If Mr. Pichai really is that bad a CEO, then reallocating money away from Google is indeed a good strategy. It's an argument for more stock buybacks rather than fewer.
I can't judge the quality of Mr. Pichai's leadership. But I will say that Google has cornered the online advertising market and is unlikely to increase its market share. It is, therefore, no longer a growth company in the way it has been over the past few decades. So hiring on the expectations of future growth such as before the pandemic were likely not warranted. It is much better that the extra capital be reinvested elsewhere.

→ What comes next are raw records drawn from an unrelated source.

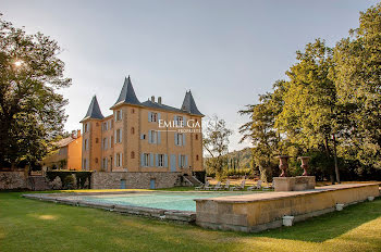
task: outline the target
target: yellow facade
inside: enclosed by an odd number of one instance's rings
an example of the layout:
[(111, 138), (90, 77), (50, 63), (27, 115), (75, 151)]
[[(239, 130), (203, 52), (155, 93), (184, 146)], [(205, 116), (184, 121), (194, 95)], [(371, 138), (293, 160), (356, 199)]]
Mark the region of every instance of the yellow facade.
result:
[[(112, 115), (102, 117), (100, 110), (96, 108), (98, 102), (94, 99), (87, 117), (82, 121), (83, 169), (182, 173), (204, 171), (204, 115), (199, 112), (192, 114), (175, 110), (161, 104), (161, 98), (157, 102), (152, 98), (138, 104), (119, 102), (111, 108)], [(91, 116), (91, 110), (98, 112)], [(184, 127), (173, 125), (174, 121), (184, 121)], [(184, 129), (188, 131), (182, 133)]]
[(71, 171), (82, 169), (82, 136), (81, 130), (76, 134), (60, 140), (58, 151), (48, 155), (41, 161), (42, 167), (61, 168)]

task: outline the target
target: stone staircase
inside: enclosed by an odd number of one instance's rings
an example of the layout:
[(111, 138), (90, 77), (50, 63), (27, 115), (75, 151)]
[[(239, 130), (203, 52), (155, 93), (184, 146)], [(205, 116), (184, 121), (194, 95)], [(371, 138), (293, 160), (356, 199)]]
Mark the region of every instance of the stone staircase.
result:
[(44, 176), (30, 176), (28, 177), (28, 185), (34, 191), (48, 190), (49, 185)]
[(189, 176), (189, 175), (184, 175), (184, 180), (188, 181), (193, 186), (201, 186), (201, 182), (195, 177), (195, 176)]

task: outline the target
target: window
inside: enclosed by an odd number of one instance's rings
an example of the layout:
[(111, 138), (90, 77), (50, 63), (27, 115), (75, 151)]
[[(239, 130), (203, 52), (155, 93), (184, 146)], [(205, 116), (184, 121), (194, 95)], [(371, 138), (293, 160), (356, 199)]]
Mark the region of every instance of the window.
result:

There are two ways that capital can be reinvested. One is that Google itself reinvest the capital in its own businesses--this is what Ms. Lemlich suggests should happen. Or the money can be returned to shareholders so they can individually decide where to reinvest it. The first option suggests that Mr. Pichai knows best where to reinvest all capital and never makes mistakes. The second option suggests that shareholders will, on average, make better investment decisions than Mr. Pichai.
Of course "reinvesting capital" is a rather bloodless way of saying that social resources generally should be reinvested. In particular, if Google is maxed out, then not only capital, but also labor should be reallocated to where it provides the most social utility. And that's what is happening: if talented people are being laid off from Google, they will in short order be hired by other companies that need both the investment and labor from talented employees. This is to the benefit of all concerned, especially including consumers.
Here is Ms. Lemlich's closing sentence:
Tech workers — because of their high wages, key place in the economy, and (until now slightly more certain) job security — are in a unique position to organize with workers in other sectors and coordinate actions in solidarity around issues facing the entire class in the face of a recession.
I'm not so certain. The whole tech industry--labor and capital alike--is now threatened by so-called artificial intelligence (AI), such as ChatGPT and its successors. These tools can now write programs better than most human beings, and do so a whole lot cheaper with a whole lot less capital. Tech jobs the world over are now at risk, the current holders of which will likely have to seek out new careers rather than just new jobs.